The U.S. Protection of War Criminals
In the Final Report of the Nazi War Crimes & Japanese Imperial Government Records Interagency Working Group it says that one of the IWG’s aims was to uncover documentation that would shed light on the extent to which the U.S. Government had knowingly used and protected war criminals for intelligence purposes.
There are numerous references made throughout the document that state how war crime records had been shipped to the United States for ‘intelligence exploitation’.
“The military had collected and shipped to the United States for Intelligence exploitation over 7,000 cubic feet of captured records that eventually came under the control of the CIA. After the CIA and other interested agencies finished exploiting these records, they were returned to Japan beginning in 1958. The return was consistent with international practice and carried out in the name of normalization of diplomatic relations.” (3)
Further criticisms that these records were used for intelligence exploitation rather than for prosecuting war criminals is the fact that many of those war criminals were used to fight the Cold War.
Referring to how the CIA was reluctant to release the files during the Cold War period, the document goes on to state:
“By 1946, the U.S. intelligence organizations had begun to focus more on the Soviet Union and other Communist regimes, in some cases using former Nazis who claimed to be experts on numerous subjects, none of which were associated with war criminality. In the years since then, the CIA and other intelligence agencies have been reluctant to release many files from this period for fear of endangering the sources named in them, comprising methods, or hindering the recruitment of new sources.” (4)
Using War Criminals for Intelligence
In an aim to shed further light on the U.S Government knowingly protecting war criminals for intelligent purposes, the report includes a section headed, “U.S. Government Use of Axis Criminals and their Collaborators”.
Within this section, it is highlighted that in May 1945, the Joint Chiefs of Staff (JCS) issued a directive to General Dwight Eisenhower, commander of U.S. forces in Europe, to arrest and hold all war criminals – “with some exceptions”.

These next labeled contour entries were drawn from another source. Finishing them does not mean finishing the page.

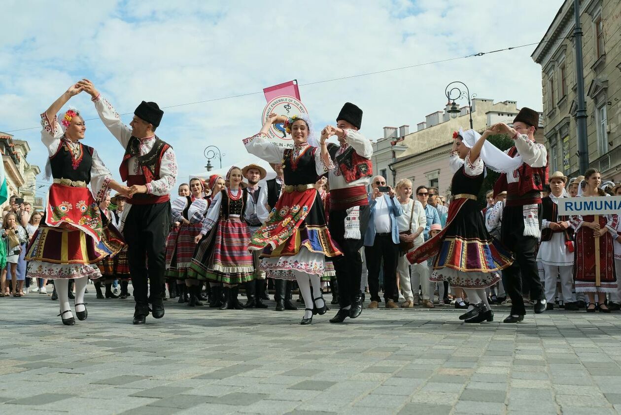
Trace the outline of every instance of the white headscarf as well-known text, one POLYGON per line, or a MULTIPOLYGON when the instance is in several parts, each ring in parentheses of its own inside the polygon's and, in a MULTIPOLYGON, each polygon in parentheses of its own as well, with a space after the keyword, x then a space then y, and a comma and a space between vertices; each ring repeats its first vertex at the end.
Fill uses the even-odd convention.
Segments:
MULTIPOLYGON (((461 137, 461 142, 469 149, 471 149, 474 143, 481 138, 481 134, 471 129, 465 131, 460 128, 459 134, 461 137)), ((521 156, 509 157, 507 153, 489 141, 483 144, 483 148, 481 149, 481 158, 486 167, 499 173, 512 173, 524 162, 521 156)))

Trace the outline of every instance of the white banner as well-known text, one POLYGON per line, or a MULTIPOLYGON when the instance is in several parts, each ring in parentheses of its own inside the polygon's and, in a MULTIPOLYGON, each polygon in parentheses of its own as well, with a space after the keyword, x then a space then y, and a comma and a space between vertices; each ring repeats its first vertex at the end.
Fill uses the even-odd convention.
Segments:
POLYGON ((595 196, 561 198, 558 200, 558 214, 621 214, 621 196, 595 196))

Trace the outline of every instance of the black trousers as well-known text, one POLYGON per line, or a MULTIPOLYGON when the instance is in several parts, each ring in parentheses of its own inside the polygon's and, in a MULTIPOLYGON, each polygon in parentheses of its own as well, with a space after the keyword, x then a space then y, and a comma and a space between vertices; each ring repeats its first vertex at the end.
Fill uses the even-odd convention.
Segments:
POLYGON ((343 254, 332 258, 338 284, 339 305, 342 309, 351 305, 360 293, 362 277, 362 258, 360 248, 365 240, 365 232, 369 225, 369 207, 360 207, 360 239, 345 239, 346 210, 330 210, 328 229, 332 239, 338 244, 343 254))
POLYGON ((134 205, 125 220, 127 261, 136 306, 161 301, 166 268, 166 237, 170 229, 170 202, 134 205), (148 268, 147 264, 148 261, 148 268), (148 283, 151 295, 148 296, 148 283))
POLYGON ((399 260, 399 244, 392 241, 390 233, 378 235, 373 246, 365 247, 366 269, 369 271, 369 291, 371 301, 381 301, 379 298, 379 267, 384 260, 384 300, 399 301, 397 291, 397 262, 399 260))
POLYGON ((507 207, 502 212, 501 240, 513 252, 515 260, 510 266, 502 270, 502 284, 507 295, 511 299, 511 314, 526 314, 522 297, 524 288, 528 290, 530 299, 545 298, 543 286, 537 271, 537 239, 525 236, 524 218, 522 206, 507 207))

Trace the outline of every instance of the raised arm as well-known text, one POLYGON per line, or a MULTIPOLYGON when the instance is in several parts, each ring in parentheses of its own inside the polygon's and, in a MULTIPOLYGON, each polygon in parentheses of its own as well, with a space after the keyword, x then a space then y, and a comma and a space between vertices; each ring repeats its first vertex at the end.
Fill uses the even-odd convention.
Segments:
POLYGON ((123 124, 118 113, 107 100, 103 98, 93 82, 88 79, 83 79, 78 83, 84 90, 93 97, 91 101, 95 105, 95 109, 99 118, 108 131, 119 141, 123 148, 127 148, 129 139, 132 137, 132 129, 123 124))

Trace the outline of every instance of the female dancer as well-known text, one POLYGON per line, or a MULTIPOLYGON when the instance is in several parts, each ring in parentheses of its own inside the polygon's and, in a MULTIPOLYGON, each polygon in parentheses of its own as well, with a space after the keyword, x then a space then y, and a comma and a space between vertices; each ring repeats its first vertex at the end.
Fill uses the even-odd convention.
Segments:
POLYGON ((69 305, 69 280, 75 280, 76 314, 78 319, 85 320, 86 282, 89 277, 101 276, 94 264, 116 253, 102 239, 103 225, 95 200, 102 198, 109 189, 131 195, 128 187, 112 180, 94 149, 79 142, 86 130, 79 113, 70 109, 58 122, 57 114, 83 90, 71 85, 41 114, 41 141, 50 156, 45 172, 54 182, 48 192, 43 219, 26 253, 26 260, 30 261, 28 276, 54 279, 59 315, 66 325, 75 324, 69 305), (96 198, 86 187, 89 183, 96 198))
MULTIPOLYGON (((605 196, 599 189, 602 177, 595 169, 584 172, 584 180, 578 185, 578 197, 605 196)), ((594 312, 599 308, 600 312, 609 313, 610 309, 604 304, 607 292, 617 291, 617 273, 614 263, 614 245, 617 238, 617 215, 600 215, 595 221, 593 215, 569 217, 569 225, 576 231, 576 250, 574 264, 574 287, 576 292, 585 292, 589 298, 587 312, 594 312), (600 282, 596 279, 595 243, 599 238, 600 282), (596 304, 595 294, 597 294, 596 304)))
POLYGON ((320 281, 324 258, 341 254, 330 236, 324 205, 315 189, 318 176, 334 167, 325 144, 327 136, 322 133, 320 147, 309 146, 312 134, 307 116, 288 118, 272 113, 257 134, 243 140, 251 154, 283 165, 286 185, 267 221, 252 236, 249 249, 263 249, 261 268, 268 278, 297 281, 306 307, 301 324, 310 324, 315 313, 325 314, 320 281), (284 124, 294 148, 276 147, 267 139, 270 128, 278 123, 284 124))
POLYGON ((202 221, 207 213, 207 200, 202 197, 204 189, 202 180, 193 177, 189 184, 191 194, 180 196, 171 205, 172 221, 179 222, 178 230, 171 231, 166 241, 166 277, 185 280, 179 284, 179 292, 184 289, 188 292, 188 307, 202 306, 201 284, 196 278, 188 275, 196 244, 194 238, 201 233, 202 221))
MULTIPOLYGON (((451 189, 454 195, 449 205, 444 229, 414 252, 407 254, 411 263, 434 255, 433 272, 429 281, 443 281, 463 288, 470 301, 468 310, 460 316, 466 323, 493 321, 485 289, 500 280, 498 271, 510 265, 512 258, 489 236, 476 195, 483 184, 484 163, 479 157, 487 136, 473 129, 453 134, 449 165, 454 172, 451 189)), ((496 147, 494 147, 496 148, 496 147)))
MULTIPOLYGON (((200 233, 194 239, 199 243, 211 231, 197 247, 188 271, 193 277, 223 284, 224 298, 220 310, 243 309, 237 300, 238 284, 254 278, 252 254, 247 249, 250 232, 246 220, 249 213, 245 209, 250 195, 241 188, 242 180, 242 169, 231 167, 227 174, 229 189, 214 197, 200 233)), ((267 218, 267 209, 260 204, 256 213, 261 223, 267 218)))

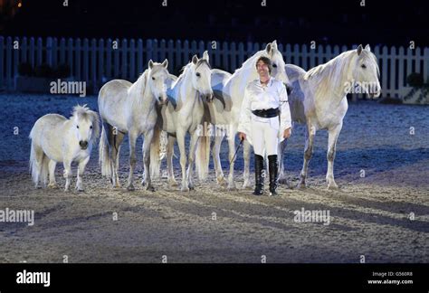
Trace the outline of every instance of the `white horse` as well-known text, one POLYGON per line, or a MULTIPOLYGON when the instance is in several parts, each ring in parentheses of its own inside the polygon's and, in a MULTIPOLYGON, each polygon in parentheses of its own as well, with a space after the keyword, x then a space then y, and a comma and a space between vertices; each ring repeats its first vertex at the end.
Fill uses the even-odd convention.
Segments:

It is the “with some exceptions” that researchers today take issue with. According to the Final Report, the JCS asked Eisenhower to use his “discretion” to exempt war criminals who could be used for “intelligence and other military reasons”. (5)
Another example of the U.S. military and intelligence agencies protecting war criminals in the interest of acquiring intelligence information is Operation Paperclip.
Operation Paperclip was the name given to the Office of Strategic Services (OSS) program used to recruit the scientists of Nazi Germany for the employment by the United States in the aftermath of World War II. Operation Paperclip was conducted by the Joint Intelligence Objectives Agency (JIOA), and according to the records of the Secretary of Defense held in the U.S. National Archives and Records Administration, one purpose of Operation Paperclip was to “deny German scientific knowledge and expertise to the USSR and to the UK” (6).
Thanks to the 2007 Final Report of the Nazi War Crimes & Japanese Imperial Government Records Interagency Working Group and its aim to uncover the truth about Nazi war crime documents being used for intelligence, rather to prosecute the war criminals, we finally have a better understanding of just how prolifically the U.S. Government had knowingly used and protected war criminals for intelligence exploitation.
One of the most important priorities for historians and researchers across the world – and one of TopSecretWriter.com’s highest priorities, is to dig through those thousands of released documents to explain political decisions, seemingly unexplainable events, and other historical anomalies that have occurred in the U.S. and across the world since WWII.
These documents represent mountains of hard evidence that place these explanations outsie the realm of “conspiracy theory”, and solidly into the mainstream.